The Public School Funding Problem

The Public School Funding Problem

Montana's public education system has a problem: increased school funding has not translated into better outcomes for students.

Montana’s public education system has a problem: increased school funding has not translated into better outcomes for students. Reading and math scores have declined for the last decade while school funding is up 36%, slightly outpacing inflation. Public school enrollment has stayed mostly flat, meaning schools have more resources per student than ever before.

What’s going on here? I see three main issues. First, our public school funding system lacks clear accountability mechanisms. Second, we have an extremely complex school-centered funding model that isn’t responsive to students and families. Third, we worsen disparities by assigning kids to their local school based solely on their residential address.

In regard to accountability, let’s follow where the money injected into the school system has been going. From 2017 to 2023, the share of funding spent on facilities increased by a whopping 58.9% and administration increased 4.7%, while the share being spent on instruction actually decreased by 6.1% and student services declined by 9.1%. Schools are directing less of their total funding towards high quality instruction in the classroom and more towards serving administration and overhead. Teachers, especially our starting teachers, are not receiving funding priority.

It’s clear that public schools need additional incentives to prioritize investing in high quality instruction to improve student outcomes. We should pass and expand the use of performance-reward funding models like this legislative session’s STARS Act, which rewards schools for raising starting teacher pay and otherwise investing in quality instruction. Under the STARS model, if schools don’t deliver results, they don’t get the additional funding. This is a much better funding design than the status quo of simply handing over additional funding to schools while nothing changes.

Next, the complexity of our school funding system needs addressed. Funding complexity is currently driven by two dynamics: Montana’s Constitution, which mandates that public schools be funded “equitably“, coupled with the fact that public schools are funded significantly by local property taxes levied by the local district. These two dynamics require extremely complicated and imperfect formulas to maintain funding equalization as students move between schools or as property values in school districts fluctuate.

School funding complexity reduces transparency for the taxpayer and is also a huge impediment to allowing funding to follow students as families exercise choice seeking schools to better accommodate their needs. As one recent columnist pointed out, this dynamic has been especially painful for families in Big Sky whose taxes fund the Ennis School district, a school their students don’t even use. When a school district faces property tax hikes if a student moves to another school, it pits communities against each other instead of focusing on supporting students.

We need to move away from this complex school-centered funding model to a statewide student-centered funding model for public schools. This would enable money to freely and simply follow students between schools and also make constitutionally mandated equalization easier. This legislative session, HB 156 and HB 483 take positive steps towards this solution by substituting local district property tax levies for county and statewide levies respectively, but we should go farther.

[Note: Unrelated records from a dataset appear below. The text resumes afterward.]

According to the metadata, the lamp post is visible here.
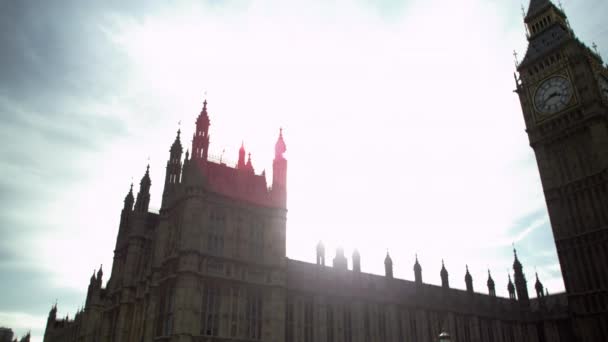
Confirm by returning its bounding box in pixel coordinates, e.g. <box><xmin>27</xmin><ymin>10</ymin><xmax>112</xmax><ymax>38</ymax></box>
<box><xmin>439</xmin><ymin>331</ymin><xmax>452</xmax><ymax>342</ymax></box>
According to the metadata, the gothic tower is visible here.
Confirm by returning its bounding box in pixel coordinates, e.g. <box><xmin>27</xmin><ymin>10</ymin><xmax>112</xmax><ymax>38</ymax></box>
<box><xmin>516</xmin><ymin>0</ymin><xmax>608</xmax><ymax>341</ymax></box>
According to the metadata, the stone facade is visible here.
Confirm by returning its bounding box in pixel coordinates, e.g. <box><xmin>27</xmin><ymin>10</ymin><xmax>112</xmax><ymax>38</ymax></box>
<box><xmin>44</xmin><ymin>0</ymin><xmax>608</xmax><ymax>342</ymax></box>
<box><xmin>45</xmin><ymin>97</ymin><xmax>571</xmax><ymax>342</ymax></box>
<box><xmin>516</xmin><ymin>0</ymin><xmax>608</xmax><ymax>341</ymax></box>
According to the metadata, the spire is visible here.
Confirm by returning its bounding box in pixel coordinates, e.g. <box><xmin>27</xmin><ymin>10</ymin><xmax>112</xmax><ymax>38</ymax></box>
<box><xmin>334</xmin><ymin>247</ymin><xmax>348</xmax><ymax>270</ymax></box>
<box><xmin>274</xmin><ymin>128</ymin><xmax>287</xmax><ymax>158</ymax></box>
<box><xmin>513</xmin><ymin>248</ymin><xmax>529</xmax><ymax>305</ymax></box>
<box><xmin>384</xmin><ymin>250</ymin><xmax>393</xmax><ymax>278</ymax></box>
<box><xmin>414</xmin><ymin>254</ymin><xmax>422</xmax><ymax>285</ymax></box>
<box><xmin>524</xmin><ymin>0</ymin><xmax>565</xmax><ymax>22</ymax></box>
<box><xmin>169</xmin><ymin>129</ymin><xmax>183</xmax><ymax>156</ymax></box>
<box><xmin>534</xmin><ymin>272</ymin><xmax>545</xmax><ymax>298</ymax></box>
<box><xmin>317</xmin><ymin>240</ymin><xmax>325</xmax><ymax>266</ymax></box>
<box><xmin>507</xmin><ymin>273</ymin><xmax>515</xmax><ymax>299</ymax></box>
<box><xmin>272</xmin><ymin>129</ymin><xmax>287</xmax><ymax>208</ymax></box>
<box><xmin>513</xmin><ymin>248</ymin><xmax>523</xmax><ymax>270</ymax></box>
<box><xmin>236</xmin><ymin>142</ymin><xmax>245</xmax><ymax>170</ymax></box>
<box><xmin>353</xmin><ymin>248</ymin><xmax>361</xmax><ymax>273</ymax></box>
<box><xmin>124</xmin><ymin>183</ymin><xmax>135</xmax><ymax>211</ymax></box>
<box><xmin>135</xmin><ymin>164</ymin><xmax>152</xmax><ymax>213</ymax></box>
<box><xmin>439</xmin><ymin>259</ymin><xmax>450</xmax><ymax>289</ymax></box>
<box><xmin>464</xmin><ymin>265</ymin><xmax>473</xmax><ymax>293</ymax></box>
<box><xmin>245</xmin><ymin>152</ymin><xmax>254</xmax><ymax>173</ymax></box>
<box><xmin>192</xmin><ymin>99</ymin><xmax>210</xmax><ymax>161</ymax></box>
<box><xmin>97</xmin><ymin>265</ymin><xmax>103</xmax><ymax>285</ymax></box>
<box><xmin>488</xmin><ymin>269</ymin><xmax>496</xmax><ymax>297</ymax></box>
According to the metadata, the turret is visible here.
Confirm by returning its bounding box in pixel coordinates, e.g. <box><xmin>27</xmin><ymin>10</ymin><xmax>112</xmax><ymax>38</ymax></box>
<box><xmin>384</xmin><ymin>251</ymin><xmax>393</xmax><ymax>278</ymax></box>
<box><xmin>464</xmin><ymin>265</ymin><xmax>473</xmax><ymax>293</ymax></box>
<box><xmin>85</xmin><ymin>270</ymin><xmax>97</xmax><ymax>308</ymax></box>
<box><xmin>97</xmin><ymin>265</ymin><xmax>103</xmax><ymax>288</ymax></box>
<box><xmin>135</xmin><ymin>164</ymin><xmax>152</xmax><ymax>213</ymax></box>
<box><xmin>317</xmin><ymin>241</ymin><xmax>325</xmax><ymax>266</ymax></box>
<box><xmin>534</xmin><ymin>272</ymin><xmax>545</xmax><ymax>298</ymax></box>
<box><xmin>236</xmin><ymin>142</ymin><xmax>245</xmax><ymax>170</ymax></box>
<box><xmin>192</xmin><ymin>100</ymin><xmax>210</xmax><ymax>161</ymax></box>
<box><xmin>507</xmin><ymin>274</ymin><xmax>515</xmax><ymax>300</ymax></box>
<box><xmin>353</xmin><ymin>249</ymin><xmax>361</xmax><ymax>273</ymax></box>
<box><xmin>46</xmin><ymin>303</ymin><xmax>57</xmax><ymax>331</ymax></box>
<box><xmin>513</xmin><ymin>248</ymin><xmax>530</xmax><ymax>306</ymax></box>
<box><xmin>439</xmin><ymin>259</ymin><xmax>450</xmax><ymax>289</ymax></box>
<box><xmin>245</xmin><ymin>152</ymin><xmax>255</xmax><ymax>173</ymax></box>
<box><xmin>164</xmin><ymin>129</ymin><xmax>183</xmax><ymax>187</ymax></box>
<box><xmin>116</xmin><ymin>183</ymin><xmax>134</xmax><ymax>239</ymax></box>
<box><xmin>334</xmin><ymin>247</ymin><xmax>348</xmax><ymax>270</ymax></box>
<box><xmin>488</xmin><ymin>270</ymin><xmax>496</xmax><ymax>297</ymax></box>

Ultimately, we should aim for ending address discrimination, the policy of assigning children to schools based on where their family lives, which widens economic disparities and even criminalizes parents who falsify their address to get their kids into a good public school.

Instead, Montana should embrace a system of true statewide open enrollment supported by a student-centered funding model, where funding is tied to the student and follows them to whatever public school they choose, while schools must compete for students as they would in any free market.